Notice: Prescription Drug List (PDL): Naproxen

Notice to the reader:

The online consultation is now closed.

June 4, 2014
Our file number: 14-105860-242

The purpose of this Notice of Consultation is to provide an opportunity to comment on the proposal to revise the listing for Naproxen on the Prescription Drug List (PDL). Only the human part of the PDL is proposed to be revised. The proposed wording of the new listing is:

  • Drugs containing any of the following:
    • Naproxen or its salts
    • Naproxène ou ses sels
  • Including (but not limited to)
  • Qualifier
    • except when sold for oral use with a daily dose equivalent to 400 milligram (mg) naproxen base
  • Effective Date
    • to be determined


The current listing on the PDL for naproxen reads as follows: "Naproxen and its salts, except when sold for oral use with a daily dosage of 440 mg". This qualifier only allows a naproxen salt form to be nonprescription. It is proposed that the current listing be revised to permit flexibility in using different salts, either individually or in combination with the naproxen base.
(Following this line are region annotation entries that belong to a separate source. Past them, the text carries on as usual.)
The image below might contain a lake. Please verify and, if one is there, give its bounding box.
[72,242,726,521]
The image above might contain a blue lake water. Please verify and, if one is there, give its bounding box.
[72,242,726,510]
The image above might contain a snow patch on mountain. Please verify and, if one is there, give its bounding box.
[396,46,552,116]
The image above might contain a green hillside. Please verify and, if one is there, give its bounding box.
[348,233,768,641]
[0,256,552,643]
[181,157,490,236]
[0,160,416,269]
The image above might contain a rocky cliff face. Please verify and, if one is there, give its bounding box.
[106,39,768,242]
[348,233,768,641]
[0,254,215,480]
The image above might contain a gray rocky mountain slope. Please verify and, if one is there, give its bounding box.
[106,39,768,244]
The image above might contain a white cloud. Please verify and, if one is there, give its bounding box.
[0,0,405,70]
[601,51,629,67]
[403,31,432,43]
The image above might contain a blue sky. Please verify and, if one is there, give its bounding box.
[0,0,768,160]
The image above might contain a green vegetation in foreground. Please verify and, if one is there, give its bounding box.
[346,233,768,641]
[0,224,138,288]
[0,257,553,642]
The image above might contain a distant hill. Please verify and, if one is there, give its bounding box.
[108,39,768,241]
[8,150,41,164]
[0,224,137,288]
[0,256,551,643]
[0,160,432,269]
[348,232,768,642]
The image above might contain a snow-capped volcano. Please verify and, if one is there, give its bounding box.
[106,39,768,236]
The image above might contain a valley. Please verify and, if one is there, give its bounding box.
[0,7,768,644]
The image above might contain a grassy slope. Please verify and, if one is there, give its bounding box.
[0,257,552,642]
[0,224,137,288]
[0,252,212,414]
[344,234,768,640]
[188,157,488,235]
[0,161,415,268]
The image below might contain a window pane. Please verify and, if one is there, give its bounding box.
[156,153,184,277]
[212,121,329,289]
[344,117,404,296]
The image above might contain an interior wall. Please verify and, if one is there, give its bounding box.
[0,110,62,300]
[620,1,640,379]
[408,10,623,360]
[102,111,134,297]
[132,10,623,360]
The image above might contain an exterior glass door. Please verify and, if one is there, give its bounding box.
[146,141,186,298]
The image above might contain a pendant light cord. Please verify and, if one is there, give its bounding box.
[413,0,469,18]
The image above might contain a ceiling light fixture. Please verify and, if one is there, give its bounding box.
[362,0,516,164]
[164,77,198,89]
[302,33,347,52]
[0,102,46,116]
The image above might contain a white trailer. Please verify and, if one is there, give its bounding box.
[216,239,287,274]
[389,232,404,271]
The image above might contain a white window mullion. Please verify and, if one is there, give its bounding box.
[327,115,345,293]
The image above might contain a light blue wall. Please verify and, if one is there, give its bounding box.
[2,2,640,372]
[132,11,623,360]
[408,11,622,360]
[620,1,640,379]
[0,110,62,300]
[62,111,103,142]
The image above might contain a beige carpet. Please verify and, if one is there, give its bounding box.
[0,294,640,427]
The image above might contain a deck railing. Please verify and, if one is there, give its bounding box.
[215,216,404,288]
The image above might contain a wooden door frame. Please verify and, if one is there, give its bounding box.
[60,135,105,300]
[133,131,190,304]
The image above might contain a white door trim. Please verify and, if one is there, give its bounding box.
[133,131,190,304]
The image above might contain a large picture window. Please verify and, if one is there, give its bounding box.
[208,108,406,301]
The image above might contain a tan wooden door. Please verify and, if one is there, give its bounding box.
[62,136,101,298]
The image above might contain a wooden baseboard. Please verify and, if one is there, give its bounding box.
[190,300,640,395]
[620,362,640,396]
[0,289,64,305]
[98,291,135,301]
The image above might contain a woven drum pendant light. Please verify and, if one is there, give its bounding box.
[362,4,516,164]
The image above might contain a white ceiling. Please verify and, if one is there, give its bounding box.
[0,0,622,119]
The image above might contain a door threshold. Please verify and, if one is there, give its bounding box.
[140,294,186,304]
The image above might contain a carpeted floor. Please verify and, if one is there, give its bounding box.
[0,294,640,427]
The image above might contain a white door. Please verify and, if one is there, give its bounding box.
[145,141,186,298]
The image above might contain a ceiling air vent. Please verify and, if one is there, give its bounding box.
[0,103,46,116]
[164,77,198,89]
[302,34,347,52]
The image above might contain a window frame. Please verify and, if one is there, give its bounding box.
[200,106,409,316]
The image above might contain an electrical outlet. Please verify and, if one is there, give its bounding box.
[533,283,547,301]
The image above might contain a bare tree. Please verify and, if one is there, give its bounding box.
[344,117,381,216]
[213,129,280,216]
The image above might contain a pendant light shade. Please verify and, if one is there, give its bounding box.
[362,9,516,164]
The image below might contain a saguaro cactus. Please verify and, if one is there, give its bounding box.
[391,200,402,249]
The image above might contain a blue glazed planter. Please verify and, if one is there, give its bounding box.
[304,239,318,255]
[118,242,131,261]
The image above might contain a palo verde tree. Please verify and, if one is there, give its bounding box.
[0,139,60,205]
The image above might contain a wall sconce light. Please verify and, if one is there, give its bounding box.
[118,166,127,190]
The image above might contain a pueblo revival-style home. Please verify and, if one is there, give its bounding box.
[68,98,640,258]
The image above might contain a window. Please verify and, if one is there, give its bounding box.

There are no safety or effectiveness concerns in allowing this flexibility.

In conclusion, none of the prescription criteria outlined in section C.01.040.3 of the Food and Drug Regulations apply to Naproxen when sold for oral use with a daily dose equivalent to 400 mg naproxen base.
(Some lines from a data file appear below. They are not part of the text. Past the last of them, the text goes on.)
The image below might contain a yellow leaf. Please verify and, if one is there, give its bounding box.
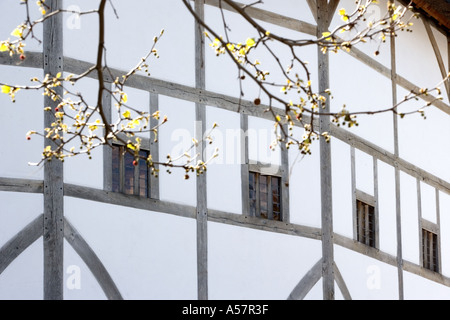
[122,110,131,119]
[322,32,331,41]
[2,85,11,94]
[246,38,256,48]
[11,28,23,38]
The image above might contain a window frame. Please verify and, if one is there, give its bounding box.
[420,219,442,273]
[109,137,156,199]
[354,190,379,249]
[246,162,285,222]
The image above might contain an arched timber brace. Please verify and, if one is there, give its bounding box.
[43,0,64,300]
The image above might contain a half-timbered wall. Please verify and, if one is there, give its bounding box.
[0,0,450,300]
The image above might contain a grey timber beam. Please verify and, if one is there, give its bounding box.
[43,0,64,300]
[334,264,352,300]
[240,113,250,216]
[205,0,317,36]
[287,259,323,300]
[149,93,159,199]
[0,214,44,274]
[195,0,208,300]
[316,0,335,300]
[0,52,44,69]
[103,82,112,191]
[421,16,450,99]
[306,0,317,23]
[390,26,404,300]
[64,219,123,300]
[0,178,44,194]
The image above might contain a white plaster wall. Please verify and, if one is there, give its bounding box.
[289,128,322,228]
[0,66,44,179]
[330,52,394,152]
[399,90,450,181]
[64,197,197,300]
[355,149,375,196]
[0,192,43,247]
[64,0,195,85]
[248,117,281,168]
[159,96,197,206]
[378,161,397,256]
[330,0,391,68]
[334,246,398,300]
[420,182,437,223]
[0,237,44,300]
[400,172,420,264]
[208,223,321,300]
[0,1,42,51]
[205,5,318,107]
[331,139,353,239]
[205,107,243,214]
[64,241,106,300]
[403,272,450,300]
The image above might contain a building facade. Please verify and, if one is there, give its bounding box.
[0,0,450,300]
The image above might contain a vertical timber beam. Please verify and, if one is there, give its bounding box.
[195,0,208,300]
[316,0,335,300]
[103,82,112,192]
[43,0,64,300]
[240,112,250,216]
[149,93,159,200]
[390,12,404,300]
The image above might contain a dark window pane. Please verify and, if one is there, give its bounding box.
[139,151,149,198]
[112,147,120,192]
[259,176,269,219]
[249,172,256,217]
[271,177,282,221]
[123,152,135,194]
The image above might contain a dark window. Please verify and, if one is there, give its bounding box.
[422,229,439,272]
[249,172,283,221]
[112,146,150,198]
[356,200,376,248]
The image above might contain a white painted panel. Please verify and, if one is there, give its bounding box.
[248,117,281,168]
[420,182,437,223]
[330,0,391,68]
[0,192,43,247]
[439,192,450,277]
[330,52,394,152]
[0,1,43,51]
[355,150,375,196]
[224,0,315,24]
[396,12,442,99]
[334,246,398,300]
[403,272,450,300]
[289,128,322,228]
[64,0,195,85]
[398,86,450,181]
[64,241,106,300]
[431,26,450,103]
[159,96,196,205]
[378,161,397,256]
[400,172,420,264]
[305,279,323,301]
[0,237,44,300]
[331,139,353,239]
[0,66,44,179]
[205,2,318,107]
[205,108,242,213]
[64,197,197,300]
[208,223,321,300]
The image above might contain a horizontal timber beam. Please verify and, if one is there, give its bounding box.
[0,178,450,287]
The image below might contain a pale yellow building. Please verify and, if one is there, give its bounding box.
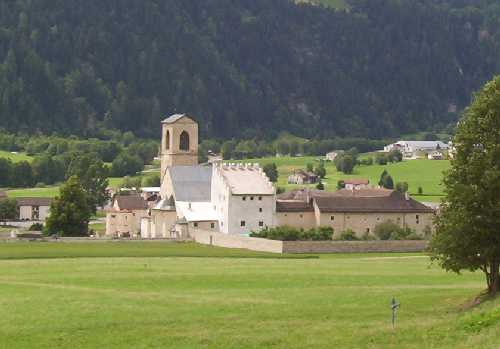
[276,189,435,237]
[106,194,149,237]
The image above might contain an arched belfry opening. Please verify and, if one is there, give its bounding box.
[179,131,189,151]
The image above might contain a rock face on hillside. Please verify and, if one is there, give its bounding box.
[0,0,499,137]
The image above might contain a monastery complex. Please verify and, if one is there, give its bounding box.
[106,114,434,239]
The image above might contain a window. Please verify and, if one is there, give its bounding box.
[179,131,189,151]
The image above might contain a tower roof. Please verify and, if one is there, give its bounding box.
[162,114,195,124]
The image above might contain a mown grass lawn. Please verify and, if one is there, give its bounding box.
[0,243,500,349]
[237,155,450,202]
[0,150,33,162]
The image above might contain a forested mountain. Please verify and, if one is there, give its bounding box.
[0,0,500,138]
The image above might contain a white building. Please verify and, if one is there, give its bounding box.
[384,141,448,158]
[16,198,52,222]
[212,164,276,235]
[125,114,276,238]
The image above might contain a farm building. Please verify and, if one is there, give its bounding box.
[106,114,434,238]
[16,198,52,221]
[288,170,318,184]
[276,189,434,237]
[344,178,370,190]
[106,194,148,237]
[384,141,448,158]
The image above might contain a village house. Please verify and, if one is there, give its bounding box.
[384,141,448,158]
[343,178,370,190]
[141,187,161,201]
[288,170,318,185]
[276,189,435,237]
[16,198,52,222]
[106,194,149,237]
[325,150,343,161]
[427,150,444,160]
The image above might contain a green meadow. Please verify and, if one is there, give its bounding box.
[235,155,450,202]
[0,150,33,162]
[0,242,500,349]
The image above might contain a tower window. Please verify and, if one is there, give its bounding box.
[165,130,170,150]
[179,131,189,151]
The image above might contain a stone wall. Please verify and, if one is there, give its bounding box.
[282,240,428,253]
[189,230,283,253]
[189,229,428,253]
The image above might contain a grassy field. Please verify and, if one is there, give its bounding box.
[0,243,500,349]
[0,150,33,162]
[237,157,450,202]
[7,186,59,198]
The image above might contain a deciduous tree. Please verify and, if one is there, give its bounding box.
[430,77,500,295]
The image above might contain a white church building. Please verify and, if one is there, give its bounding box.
[140,114,276,238]
[106,114,435,239]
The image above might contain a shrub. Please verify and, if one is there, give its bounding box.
[28,223,43,231]
[375,153,387,165]
[337,229,359,241]
[250,226,333,241]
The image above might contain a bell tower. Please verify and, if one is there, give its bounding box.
[160,114,198,175]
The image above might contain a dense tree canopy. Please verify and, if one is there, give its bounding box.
[431,77,500,294]
[0,0,500,139]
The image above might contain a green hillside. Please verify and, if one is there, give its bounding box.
[238,157,450,202]
[0,0,500,139]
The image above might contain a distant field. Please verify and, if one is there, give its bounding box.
[7,186,59,198]
[0,150,33,162]
[236,155,450,202]
[0,243,500,349]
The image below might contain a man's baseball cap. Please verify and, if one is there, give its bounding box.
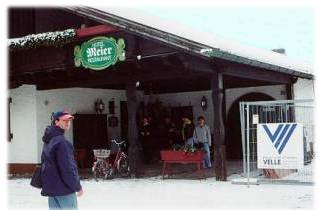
[52,111,74,121]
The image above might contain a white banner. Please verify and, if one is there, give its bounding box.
[257,123,304,169]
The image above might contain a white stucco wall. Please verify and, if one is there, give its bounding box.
[8,85,39,163]
[9,82,292,163]
[293,78,315,99]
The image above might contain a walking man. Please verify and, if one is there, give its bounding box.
[193,116,212,168]
[41,111,83,210]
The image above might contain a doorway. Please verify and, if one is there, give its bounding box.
[73,114,108,168]
[225,92,275,160]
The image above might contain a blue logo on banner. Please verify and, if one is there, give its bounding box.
[262,124,297,154]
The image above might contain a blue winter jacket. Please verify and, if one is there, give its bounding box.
[41,126,82,196]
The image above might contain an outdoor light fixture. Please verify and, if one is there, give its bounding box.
[94,98,105,114]
[200,96,207,111]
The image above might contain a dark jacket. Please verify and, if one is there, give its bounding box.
[182,123,194,140]
[41,126,82,196]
Additional information on how Health Canada determines prescription status (or nonprescription status) is available in the Guidance Document: Determining Prescription Status for Human and Veterinary Drugs.
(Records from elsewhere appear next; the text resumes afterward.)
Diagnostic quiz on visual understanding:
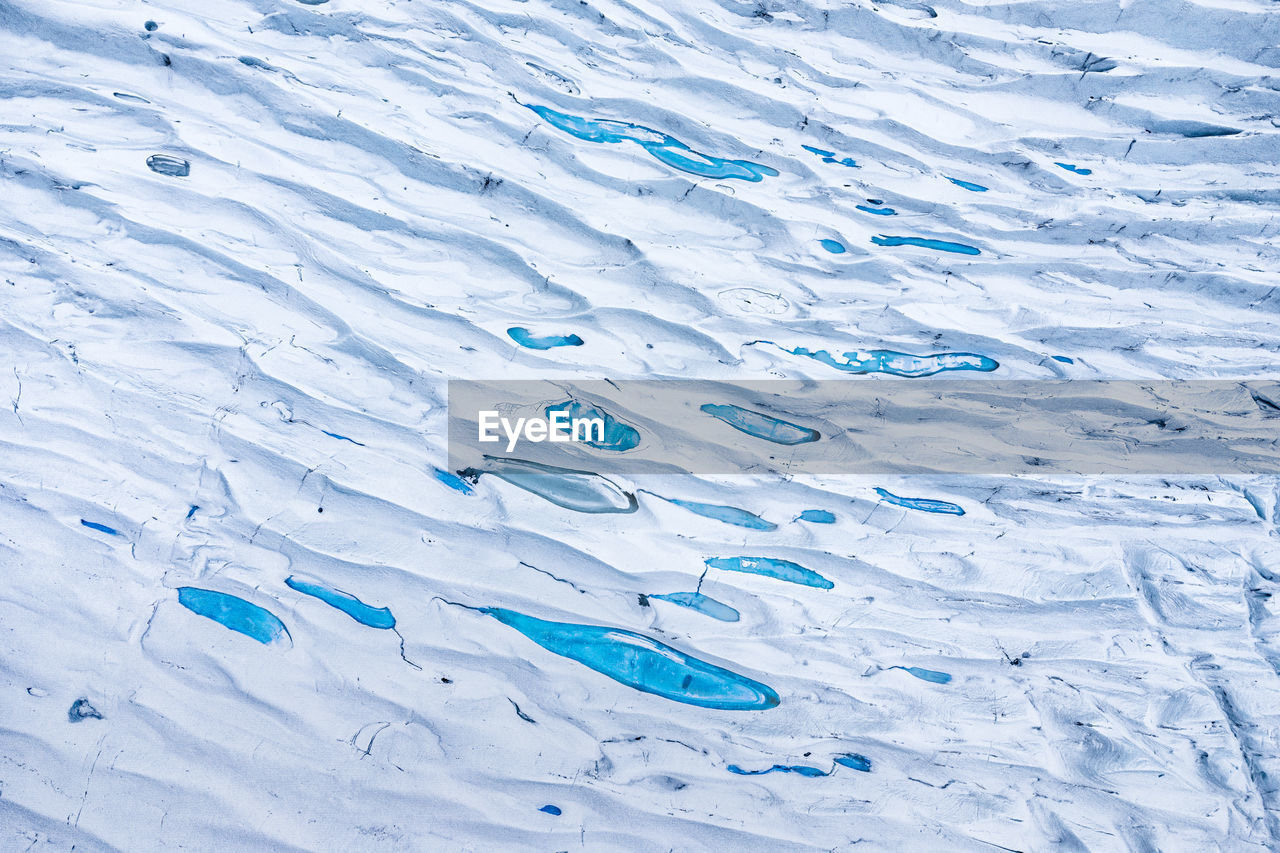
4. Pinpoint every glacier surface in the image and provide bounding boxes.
[0,0,1280,852]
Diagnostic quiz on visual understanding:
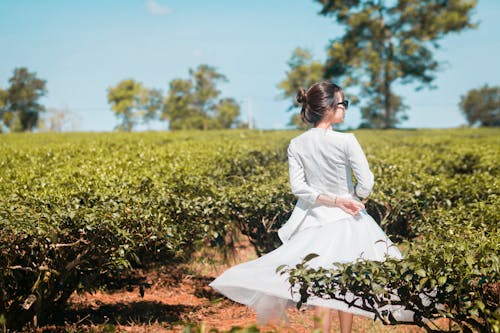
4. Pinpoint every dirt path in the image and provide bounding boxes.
[35,237,434,333]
Please send your comments to:

Health Canada
Prescription Drug Status Committee
Address Locator 3102C3
Holland Cross, Tower B
1600 Scott Street
Ottawa, Ontario
K1A 0K9

Telephone: 613-957-1058
Facsimile: 613-941-5035
E-mail: drug_prescription_status-statut_d'ordonnance_des_drogues@hc-sc.gc.caa

If all comments not in favour of this change can be addressed, a Notice of Intent to Amend will be posted on the Health Canada website. This Notice will address these comments and inform stakeholders of Health Canada's intention to revise the PDL. The actual revision to the PDL would be made six months from the date of the Notice of Intent to Amend and communicated to stakeholders through a Notice of Amendment.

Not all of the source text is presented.